The surveyor was provided with Monthly Room Checks, dated April 2023, March 2023, February 2023, and January 2023. The room checks were conducted per wing and included either a check mark, ok, or fix. When asked for the follow up on the room checks, the Regional LNHA #2 looked at the Monthly Room Checks document and stated there was no way to determine if the checks and x's meant good or something was bad. He stated the audits were common area audits with only some resident rooms. He further stated after the findings, there should have been a repair and the concern should have went back to QAPI committee. The Regional LNHA #2 stated the concerns should have been documented in QAPI that it was completed.

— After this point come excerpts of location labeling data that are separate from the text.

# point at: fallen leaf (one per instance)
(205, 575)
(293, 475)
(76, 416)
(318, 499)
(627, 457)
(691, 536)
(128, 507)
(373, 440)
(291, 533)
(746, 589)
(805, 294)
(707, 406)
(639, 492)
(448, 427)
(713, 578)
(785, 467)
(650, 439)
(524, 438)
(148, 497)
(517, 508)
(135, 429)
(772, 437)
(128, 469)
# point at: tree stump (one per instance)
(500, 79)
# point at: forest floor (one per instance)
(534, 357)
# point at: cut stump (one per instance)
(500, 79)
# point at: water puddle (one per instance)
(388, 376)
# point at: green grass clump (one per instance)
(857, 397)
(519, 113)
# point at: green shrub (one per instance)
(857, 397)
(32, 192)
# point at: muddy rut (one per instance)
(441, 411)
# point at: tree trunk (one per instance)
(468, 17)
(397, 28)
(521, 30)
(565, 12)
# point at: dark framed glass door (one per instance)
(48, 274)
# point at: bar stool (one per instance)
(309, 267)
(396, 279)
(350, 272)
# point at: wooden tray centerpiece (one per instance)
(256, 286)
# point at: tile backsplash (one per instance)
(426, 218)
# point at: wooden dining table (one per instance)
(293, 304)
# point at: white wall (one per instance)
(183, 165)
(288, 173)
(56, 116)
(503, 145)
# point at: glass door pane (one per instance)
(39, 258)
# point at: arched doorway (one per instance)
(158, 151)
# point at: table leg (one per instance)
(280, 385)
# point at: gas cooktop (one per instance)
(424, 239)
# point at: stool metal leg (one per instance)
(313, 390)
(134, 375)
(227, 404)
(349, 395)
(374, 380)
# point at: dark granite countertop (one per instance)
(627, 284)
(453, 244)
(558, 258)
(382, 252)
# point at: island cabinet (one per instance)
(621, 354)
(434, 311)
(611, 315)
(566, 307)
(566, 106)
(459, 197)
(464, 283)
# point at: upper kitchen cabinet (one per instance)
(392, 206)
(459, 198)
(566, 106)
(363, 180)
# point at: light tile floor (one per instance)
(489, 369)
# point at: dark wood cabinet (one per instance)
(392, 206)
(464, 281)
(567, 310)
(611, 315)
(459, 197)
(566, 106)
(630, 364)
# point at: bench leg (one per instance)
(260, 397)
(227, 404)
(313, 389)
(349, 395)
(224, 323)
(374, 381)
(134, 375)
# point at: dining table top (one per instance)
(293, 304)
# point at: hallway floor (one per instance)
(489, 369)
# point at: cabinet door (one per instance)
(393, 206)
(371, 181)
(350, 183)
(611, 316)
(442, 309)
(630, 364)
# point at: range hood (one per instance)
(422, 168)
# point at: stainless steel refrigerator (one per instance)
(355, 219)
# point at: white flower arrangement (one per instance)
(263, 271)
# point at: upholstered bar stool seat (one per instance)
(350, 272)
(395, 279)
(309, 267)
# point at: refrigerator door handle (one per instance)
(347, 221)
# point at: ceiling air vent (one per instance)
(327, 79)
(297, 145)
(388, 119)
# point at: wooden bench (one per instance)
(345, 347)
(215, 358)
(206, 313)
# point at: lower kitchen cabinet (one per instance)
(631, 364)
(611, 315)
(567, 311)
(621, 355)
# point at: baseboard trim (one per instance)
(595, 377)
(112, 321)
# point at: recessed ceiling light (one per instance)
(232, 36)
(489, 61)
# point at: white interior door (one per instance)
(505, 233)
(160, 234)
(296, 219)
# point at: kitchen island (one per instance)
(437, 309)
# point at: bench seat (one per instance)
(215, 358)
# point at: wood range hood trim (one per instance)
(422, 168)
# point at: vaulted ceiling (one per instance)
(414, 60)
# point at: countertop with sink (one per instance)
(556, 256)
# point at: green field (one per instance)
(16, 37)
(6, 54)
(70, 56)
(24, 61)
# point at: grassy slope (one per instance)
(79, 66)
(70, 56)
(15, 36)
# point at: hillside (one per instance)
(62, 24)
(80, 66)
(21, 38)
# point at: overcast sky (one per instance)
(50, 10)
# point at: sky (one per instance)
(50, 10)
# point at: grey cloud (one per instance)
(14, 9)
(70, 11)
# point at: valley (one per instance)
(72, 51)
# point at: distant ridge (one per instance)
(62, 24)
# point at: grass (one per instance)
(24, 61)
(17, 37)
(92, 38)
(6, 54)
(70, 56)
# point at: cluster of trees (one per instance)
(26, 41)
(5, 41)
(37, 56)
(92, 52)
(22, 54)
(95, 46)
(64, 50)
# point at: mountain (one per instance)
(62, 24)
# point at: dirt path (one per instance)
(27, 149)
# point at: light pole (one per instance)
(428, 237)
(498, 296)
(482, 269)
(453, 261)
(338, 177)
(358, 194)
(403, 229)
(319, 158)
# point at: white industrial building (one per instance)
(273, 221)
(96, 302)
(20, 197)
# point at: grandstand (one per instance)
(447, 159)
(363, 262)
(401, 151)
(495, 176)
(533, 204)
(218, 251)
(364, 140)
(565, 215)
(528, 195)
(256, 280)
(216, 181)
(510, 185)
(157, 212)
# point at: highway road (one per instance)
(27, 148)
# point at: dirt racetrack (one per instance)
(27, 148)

A review of the facility provided, QAPI plan for the [name redacted] facility, undated, included but was not limited to Purpose: to take a proactive approach to continually improve the way we (facility) cares for and engages our residents .To do this, all employees will participate in ongoing quality assurance and performance improvement efforts . to provide quality services in a caring environment where individuals can attain their highest level of functioning. Guiding Principles: #1 our organization uses quality assurance and performance improvement to make decisions and guide day-to-day operations. #2 the outcome of QAPI is to improve the quality of care and quality of life of our residents. #6 our organization sets goals for performance and measures progress toward those goals. Scope: the QAPI program encompasses all segments or care and services .The [name redacted] facility that impact clinical care, quality of life, resident choice, and care transitions with participation from all departments. The Scope Segment of Care included but was not limited to: Maintenance and Housekeeping - provide and ensure that all health, sanitation, and OSHA (Occupation Safety and Health Administration requirements are met through regular cleaning, disinfection, and sanitation of all aspects of the building.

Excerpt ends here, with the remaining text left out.